No horizonte dessas medidas, está a expectativa de que a ação humana não se torne mais um obstáculo para a conservação do tatu-bola-da-Caatinga — pelo menos ali. “Hoje sabemos o quão importante ele é para a nossa biodiversidade e o cuidado com a espécie aumentou muito”, completa a jovem, que também acompanha o projeto em outras atividades.
Um plano de ação
Acredita-se que, nacionalmente, a conservação do tatu-bola-da-Caatinga tenha alcançado a sua maior conquista em 2014, com a publicação do Plano de Ação Nacional para Conservação (PAN) do Tatu-bola. Realizada naquele ano no Brasil, a Copa do Mundo teve a espécie como mascote oficial – fruto de uma campanha da Associação Caatinga. “A gente queria que o maior evento esportivo do mundo deixasse um legado ambiental para o país sede”, relembra Portela.
O legado de toda a visibilidade que a espécie recebeu foi justamente a aceleração da publicação do PAN Tatu-bola pelo ICMBio. O objetivo do plano era reduzir o risco de extinção do tatu-bola-da-Caatinga e avaliar o estado de conservação da espécie que ocorre no Pantanal.
Com um ciclo de cinco anos, o plano foi finalizado em 2019, mas em 2020 as duas espécies foram incluídas no PAN do tamanduá-bandeira (Myrmecophaga tridactyla) e tatu-canastra (Priodontes maximus), o PAN Tata.
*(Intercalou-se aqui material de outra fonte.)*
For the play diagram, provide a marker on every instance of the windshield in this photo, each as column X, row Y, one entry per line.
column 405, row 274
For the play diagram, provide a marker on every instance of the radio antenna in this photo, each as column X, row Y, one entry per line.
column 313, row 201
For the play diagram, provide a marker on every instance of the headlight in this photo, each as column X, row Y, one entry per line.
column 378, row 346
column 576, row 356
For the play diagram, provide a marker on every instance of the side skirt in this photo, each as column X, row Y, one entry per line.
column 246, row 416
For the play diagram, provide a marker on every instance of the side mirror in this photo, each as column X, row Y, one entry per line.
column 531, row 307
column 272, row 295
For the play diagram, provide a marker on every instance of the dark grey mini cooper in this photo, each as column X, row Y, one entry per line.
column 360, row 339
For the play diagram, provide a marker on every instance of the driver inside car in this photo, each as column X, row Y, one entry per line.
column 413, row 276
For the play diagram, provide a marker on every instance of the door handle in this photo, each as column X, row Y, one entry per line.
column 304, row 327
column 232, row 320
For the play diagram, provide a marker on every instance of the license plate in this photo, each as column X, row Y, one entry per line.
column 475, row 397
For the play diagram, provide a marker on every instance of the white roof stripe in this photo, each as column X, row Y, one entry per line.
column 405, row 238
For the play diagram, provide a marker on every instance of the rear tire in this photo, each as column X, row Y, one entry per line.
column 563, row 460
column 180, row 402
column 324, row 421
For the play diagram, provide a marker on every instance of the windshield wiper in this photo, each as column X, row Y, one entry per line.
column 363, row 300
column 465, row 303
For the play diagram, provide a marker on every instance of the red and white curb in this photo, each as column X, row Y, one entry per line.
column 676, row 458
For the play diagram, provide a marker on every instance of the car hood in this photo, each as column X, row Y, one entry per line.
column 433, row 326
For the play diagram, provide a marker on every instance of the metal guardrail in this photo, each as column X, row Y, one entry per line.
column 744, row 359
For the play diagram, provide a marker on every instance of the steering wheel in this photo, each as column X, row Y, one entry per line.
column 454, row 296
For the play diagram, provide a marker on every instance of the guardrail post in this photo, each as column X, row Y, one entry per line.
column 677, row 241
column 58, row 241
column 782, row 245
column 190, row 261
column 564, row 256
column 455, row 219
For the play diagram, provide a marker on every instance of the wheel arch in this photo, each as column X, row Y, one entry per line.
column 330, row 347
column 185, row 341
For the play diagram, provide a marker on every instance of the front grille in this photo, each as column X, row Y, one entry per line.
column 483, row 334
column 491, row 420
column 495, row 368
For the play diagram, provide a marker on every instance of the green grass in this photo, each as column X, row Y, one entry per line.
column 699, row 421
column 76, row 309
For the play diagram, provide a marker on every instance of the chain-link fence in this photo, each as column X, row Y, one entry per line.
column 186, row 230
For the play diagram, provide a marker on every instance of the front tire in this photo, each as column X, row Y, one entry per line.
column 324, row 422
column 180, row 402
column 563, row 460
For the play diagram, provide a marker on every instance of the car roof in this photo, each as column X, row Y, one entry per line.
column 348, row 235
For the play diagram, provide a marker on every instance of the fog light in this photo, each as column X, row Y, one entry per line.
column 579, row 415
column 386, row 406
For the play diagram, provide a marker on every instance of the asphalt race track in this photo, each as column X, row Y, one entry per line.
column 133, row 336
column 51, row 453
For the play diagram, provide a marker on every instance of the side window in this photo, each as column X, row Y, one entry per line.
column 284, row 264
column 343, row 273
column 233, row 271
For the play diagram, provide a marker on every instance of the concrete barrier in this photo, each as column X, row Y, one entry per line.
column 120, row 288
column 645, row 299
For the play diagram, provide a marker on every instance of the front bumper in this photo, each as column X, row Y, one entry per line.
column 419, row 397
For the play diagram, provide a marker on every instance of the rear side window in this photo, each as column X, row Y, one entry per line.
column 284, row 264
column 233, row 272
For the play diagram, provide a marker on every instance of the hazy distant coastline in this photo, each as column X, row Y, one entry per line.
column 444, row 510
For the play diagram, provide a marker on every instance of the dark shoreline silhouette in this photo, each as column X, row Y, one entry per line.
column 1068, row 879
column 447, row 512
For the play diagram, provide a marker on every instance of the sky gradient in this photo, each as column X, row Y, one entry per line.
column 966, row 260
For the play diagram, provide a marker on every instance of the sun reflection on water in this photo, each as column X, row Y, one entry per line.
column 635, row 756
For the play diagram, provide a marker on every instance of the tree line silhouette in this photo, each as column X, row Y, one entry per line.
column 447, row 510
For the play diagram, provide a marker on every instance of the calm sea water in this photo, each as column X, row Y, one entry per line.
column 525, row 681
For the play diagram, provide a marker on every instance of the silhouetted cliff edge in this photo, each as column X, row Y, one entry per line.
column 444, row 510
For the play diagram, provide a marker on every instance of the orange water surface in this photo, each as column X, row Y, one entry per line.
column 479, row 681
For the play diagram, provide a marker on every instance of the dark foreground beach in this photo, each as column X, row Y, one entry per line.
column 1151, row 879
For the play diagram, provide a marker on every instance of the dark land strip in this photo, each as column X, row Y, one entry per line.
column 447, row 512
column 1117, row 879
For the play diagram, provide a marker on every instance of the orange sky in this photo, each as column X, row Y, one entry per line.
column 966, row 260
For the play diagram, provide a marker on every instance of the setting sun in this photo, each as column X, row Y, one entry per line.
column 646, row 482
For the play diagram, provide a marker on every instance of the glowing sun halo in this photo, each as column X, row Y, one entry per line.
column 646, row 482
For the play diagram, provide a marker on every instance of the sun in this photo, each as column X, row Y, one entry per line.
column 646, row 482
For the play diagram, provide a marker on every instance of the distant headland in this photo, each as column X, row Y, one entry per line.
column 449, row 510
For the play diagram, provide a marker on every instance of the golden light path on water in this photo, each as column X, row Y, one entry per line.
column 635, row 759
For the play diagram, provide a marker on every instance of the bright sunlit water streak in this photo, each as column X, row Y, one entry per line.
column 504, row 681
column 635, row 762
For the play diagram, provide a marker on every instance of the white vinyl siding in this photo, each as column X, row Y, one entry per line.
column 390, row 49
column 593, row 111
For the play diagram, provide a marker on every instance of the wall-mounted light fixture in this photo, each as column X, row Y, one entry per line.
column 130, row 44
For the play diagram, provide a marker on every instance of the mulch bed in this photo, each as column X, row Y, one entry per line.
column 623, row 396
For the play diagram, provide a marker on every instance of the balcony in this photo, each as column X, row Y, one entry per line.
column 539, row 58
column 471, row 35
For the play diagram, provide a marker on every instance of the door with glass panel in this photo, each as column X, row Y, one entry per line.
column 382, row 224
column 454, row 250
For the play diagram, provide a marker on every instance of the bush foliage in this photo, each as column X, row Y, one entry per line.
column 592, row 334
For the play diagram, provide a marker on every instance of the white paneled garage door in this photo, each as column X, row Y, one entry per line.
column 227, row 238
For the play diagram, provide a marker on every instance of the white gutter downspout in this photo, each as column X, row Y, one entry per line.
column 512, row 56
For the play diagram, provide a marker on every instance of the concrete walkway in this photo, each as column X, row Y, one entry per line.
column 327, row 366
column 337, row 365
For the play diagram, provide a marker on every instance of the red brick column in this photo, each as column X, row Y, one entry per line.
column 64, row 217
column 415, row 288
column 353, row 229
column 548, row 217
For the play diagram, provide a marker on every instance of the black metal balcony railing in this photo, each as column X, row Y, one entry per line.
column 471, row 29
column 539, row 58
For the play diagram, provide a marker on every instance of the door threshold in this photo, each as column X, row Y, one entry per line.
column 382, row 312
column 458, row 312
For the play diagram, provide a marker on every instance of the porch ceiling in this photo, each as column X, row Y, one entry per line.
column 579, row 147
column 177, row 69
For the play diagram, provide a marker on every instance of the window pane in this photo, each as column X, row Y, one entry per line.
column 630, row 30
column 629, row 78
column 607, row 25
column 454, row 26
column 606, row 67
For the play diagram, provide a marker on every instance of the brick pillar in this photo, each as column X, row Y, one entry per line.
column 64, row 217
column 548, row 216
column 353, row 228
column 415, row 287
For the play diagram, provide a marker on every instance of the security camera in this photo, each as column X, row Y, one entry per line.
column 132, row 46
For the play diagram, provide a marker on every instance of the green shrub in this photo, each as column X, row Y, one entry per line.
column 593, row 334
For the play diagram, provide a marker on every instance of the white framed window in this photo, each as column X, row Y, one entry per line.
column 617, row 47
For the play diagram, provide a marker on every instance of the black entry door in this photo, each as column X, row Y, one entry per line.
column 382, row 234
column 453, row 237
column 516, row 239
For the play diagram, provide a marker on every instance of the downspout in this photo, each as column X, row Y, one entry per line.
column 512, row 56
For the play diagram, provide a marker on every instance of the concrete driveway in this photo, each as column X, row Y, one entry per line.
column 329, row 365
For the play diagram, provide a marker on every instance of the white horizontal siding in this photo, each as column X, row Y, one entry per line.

Apesar de não ter alcançado o objetivo previsto pelo PAN Tatu-bola, o de reduzir o risco de extinção do tatu-bola-da-Caatinga no país — de “Em Perigo” para “Vulnerável” –, estar inserido em um PAN ainda ativo é um grande marco para a conservação da espécie. “Ele foi integrado a um plano de ação conjunto, onde muitas das metas têm sido cumpridas”, comenta Magalhães, que é um dos colaboradores oficiais do PAN Tata.
O estudo publicado pela Cambridge University Press mencionado por ((o))eco, por exemplo, atende uma demanda do plano, a de definir áreas prioritárias para a conservação do tatu-bola-da-Caatinga. Ações locais de conservação como as desempenhadas pela Associação Caatinga e pelo projeto ECP Tatu-bola nos estados do Ceará, Piauí e Bahia também seguem estratégias e diretrizes definidas pelo PAN Tata.